Автор новых переводов «Лира» и «Бури» - о популярности Шекспира и обманчивой легкости нерифмованного стиха, своем неучастии в новом собрании сочинений драматурга и состоянии своей профессии.

 

 

- Сколько Шекспиров нам надо сегодня? Как часто для культуры необходимо  заново переводить Шекспира?

- Новые переводы классики – подтверждение ее актуальности; значит, книгу читают, изучают, преподают студентам. Если университетское образование в обществе на хорошем уровне, переводы случаются (именно случаются!) достаточно регулярно. Так, например, «Божественная комедия» переводилась на английский язык 11 раз за последние 50 лет, то есть, в среднем, каждые пять лет появлялся новый перевод. Среди переводчиков – известные поэты, филологи и даже автор детективов (Дороти Сэйерс).
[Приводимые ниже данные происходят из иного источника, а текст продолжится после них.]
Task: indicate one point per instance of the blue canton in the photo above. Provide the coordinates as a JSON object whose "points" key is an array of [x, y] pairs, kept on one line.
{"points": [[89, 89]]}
Хорошо ли это для классического текста? По-моему, неплохо. Поэтический шедевр можно сравнить с прекрасной женщиной, а переводы – с нарядами, в которые она облекается; чем больше гардероб у красавицы, тем лучше. Мераб Мамардашвили говорил: наши мысли о Гамлете – это способ существования Гамлета, никакого иного способа существования у него нет и быть не может. Книга живет, пока ее читают, а перевод – это чтение, доведенное до своего логического конца (любое чтение есть внутренний перевод). На прямой вопрос: сколько «Шекспиров» нам нужно сегодня, я бы ответил двусмысленной фразой: хорошего много не бывает. Это значит: «чем больше, тем лучше» – и в то же время: «вряд ли на нас вот так сразу посыплется много хороших переводов». Нерифмованный стих шекспировских пьес лишь обещает легкую прогулку переводчику, – хотя подобное обманчивое впечатление может соблазнить неопытного человека. За «Божественную комедию» он не возьмется, потому что сложности с терцинами слишком очевидны, а за пьесы Шекспира – почему бы нет? Если сравнить поэзию со спортом, то и там, и здесь есть, условно говоря, «технические» виды спорта (например, фигурное катание) и «натуральные» (бег, бокс и т.п.). Любитель не выйдет на лед делать плетенки шагов, так же как он не рискнет переводить Данта. А вот толкнуть ядро дальше всех или даже выйти на ринг, чтобы начистить морду чемпиону, желающие всегда найдутся.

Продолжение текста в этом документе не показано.